Se abrió una larga pausa mientras los dos patrones digerían estas malas noticias.

Merton se preguntó a quién habría que censurar; quizás un yate había tratado de ensombrecer al otro y no había completado la maniobra antes de entrar ambos en la oscuridad. Y no había tampoco nada que pudieran hacer; iban convergiendo, lenta, pero inexorablemente, incapaces de variar el rumbo ni una fracción de grado.

Sin embargo... ¡sesenta y cinco minutos!Eso les sacaría de nuevo a la luz del Sol, al salir de la sombra de la Tierra. Aún tenían una ligera probabilidad, si es que sus velas podían captar la energía suficiente para evitar la colisión. A bordo del Arachné y del Santa María sus tripulantes debían estar entregados a frenéticos cálculos.

El primero en responder fue el Arachné y su contestación fue exactamente la que Merton había esperado.

—Número Seis llamando a Control. No necesitamos ayuda, gracias. Resolveremos al situación nosotros mismos.

"Me extraña", pensó Merton. Pero al menos sería interesante presenciarlo. El primer drama real de la carrera se estaba aproximando... exactamente sobre la línea de medianoche de la durmiente Tierra.
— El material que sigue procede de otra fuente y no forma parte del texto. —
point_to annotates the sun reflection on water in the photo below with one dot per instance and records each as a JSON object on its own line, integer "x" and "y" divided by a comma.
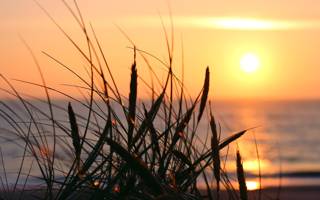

Durante la hora siguiente, su propia vela mantuvo a Merton demasiado ocupado como para preocuparse del Arachné y del Santa María. Resultaba difícil gobernar bien aquellos cincuenta millones de pies cuadrados de plástico inmerso en ]a oscuridad e iluminado sólo por su pequeño reflector y los rayos de la aún distante Luna. De ahora en adelante y durante casi media órbita en torno a la Tierra, debía mantener toda aquella inmensa superficie enfocada hacia el Sol. Durante las próximas doce a catorce horas, la vela sería un estorbo inútil, porque él se hallaría proa al Sol y sus rayos únicamente podían impulsarle hacia atrás, a lo largo de su órbita. Era una lástima que no pudiese plegar completamente la vela hasta estar en condiciones de emplearla de nuevo. Pero nadie había descubierto todavía una manera práctica de hacerlo.

Allá abajo despuntaba la primera pincelada del alba, a lo largo del borde de la Tierra.

Dentro de diez segundos emergería el Sol de su eclipse y los yates que iban deslizándose por el impulso adquirido cobrarían nueva vida en cuanto la ráfaga de radiación alcanzara sus velas. Este sería el momento de crisis para el Arachné y el Santa María... y, en realidad, para todos.

Merton giró el periscopio hasta detenerse en las dos sombras que marchaban a la deriva con las estrellas por fondo. Ambas embarcaciones estaban muy juntas... quizás a una distancia entre sí de menos de tres millas. Podría, pensó, reequilibrarse la situación.

El alba fulguró como una explosión a lo largo de la Tierra, al levantarse el Sol sobre el Pacífico. Las velas y cabos y obenques brillaron carmesíes brevemente, para teñirse después de oro y destellar luego con la llamarada de la pura y blanca luz del día. Las agujas del dinamómetro empezaron a alejarse de su cero... pero sólo un poco. El Diana permanecía aún casi ingrávido pues, con la vela apuntando al Sol, su aceleración era ahora sólo de unas millonésimas de gravedad.